Building or expanding a national nuclear infrastructure is a very complex endeavour and it usually takes 10 to 15 years of multi-disciplinary planning and implementation. In plenary and breakout sessions, participants will discuss key issues such as energy planning, financing, human resource development, legislative and regulatory frameworks, the role of the owner-operator, and involving and communicating with stakeholders. Also, representatives from the United Kingdom are sharing their recent experience with developing new nuclear power projects.

In 2013, several newcomer countries have moved forward with their plans. Belarus started constructing its first nuclear power plant. The United Arab Emirates began the construction of its second unit at the Barakah nuclear power plant. Bangladesh, Jordan, Poland, Turkey and other countries are progressing on the path to nuclear power.

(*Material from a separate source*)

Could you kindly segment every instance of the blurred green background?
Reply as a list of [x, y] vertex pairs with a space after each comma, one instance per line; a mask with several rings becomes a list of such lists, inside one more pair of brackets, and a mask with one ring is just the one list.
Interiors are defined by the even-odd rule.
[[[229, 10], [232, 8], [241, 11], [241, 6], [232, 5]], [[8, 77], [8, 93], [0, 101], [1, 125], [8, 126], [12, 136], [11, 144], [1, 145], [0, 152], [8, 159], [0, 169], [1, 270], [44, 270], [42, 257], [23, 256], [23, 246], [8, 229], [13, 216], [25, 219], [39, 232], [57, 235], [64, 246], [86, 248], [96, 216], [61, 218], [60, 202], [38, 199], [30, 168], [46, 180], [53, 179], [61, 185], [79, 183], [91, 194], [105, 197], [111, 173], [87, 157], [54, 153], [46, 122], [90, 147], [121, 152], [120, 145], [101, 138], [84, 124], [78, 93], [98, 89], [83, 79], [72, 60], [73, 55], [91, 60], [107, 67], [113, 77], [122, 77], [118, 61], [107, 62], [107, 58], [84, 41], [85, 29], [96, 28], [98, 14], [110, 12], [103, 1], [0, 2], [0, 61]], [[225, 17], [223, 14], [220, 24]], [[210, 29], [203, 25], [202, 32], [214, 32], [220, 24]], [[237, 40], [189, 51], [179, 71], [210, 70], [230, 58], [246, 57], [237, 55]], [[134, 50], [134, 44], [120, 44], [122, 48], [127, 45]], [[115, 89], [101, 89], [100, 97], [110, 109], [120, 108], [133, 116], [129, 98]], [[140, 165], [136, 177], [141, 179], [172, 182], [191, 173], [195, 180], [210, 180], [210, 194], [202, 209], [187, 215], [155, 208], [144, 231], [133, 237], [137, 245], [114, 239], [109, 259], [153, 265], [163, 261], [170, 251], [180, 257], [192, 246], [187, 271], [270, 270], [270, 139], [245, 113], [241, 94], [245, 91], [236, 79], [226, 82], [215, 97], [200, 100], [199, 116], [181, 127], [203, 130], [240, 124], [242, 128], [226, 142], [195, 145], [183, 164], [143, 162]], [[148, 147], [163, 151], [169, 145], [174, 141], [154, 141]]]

At the meeting, these and several other countries that are considering the nuclear power option will present their current status and national plans. Countries with established nuclear power programmes, such as China, France, Japan, the Republic of Korea, the Russian Federation, and the USA will share their views and highlight good practices on different aspects of establishing and safely managing a nuclear power project.

"The Agency is committed to supporting Member States with both existing and new nuclear power programmes," added Mr Bychkov. "We offer a set of integrated services through the Department of Nuclear Energy, the main organizer of this meeting." These services include energy planning, review missions to assess a country's national nuclear infrastructure development, and nuclear energy system assessments, as well as human resource development and nuclear knowledge management.

The IAEA is providing 'the place' where countries can meet, share information, discuss their challenges and get advice from other countries that may have just solved the same problem. The annual meeting on nuclear infrastructure development is an effective channel for this type of knowledge sharing.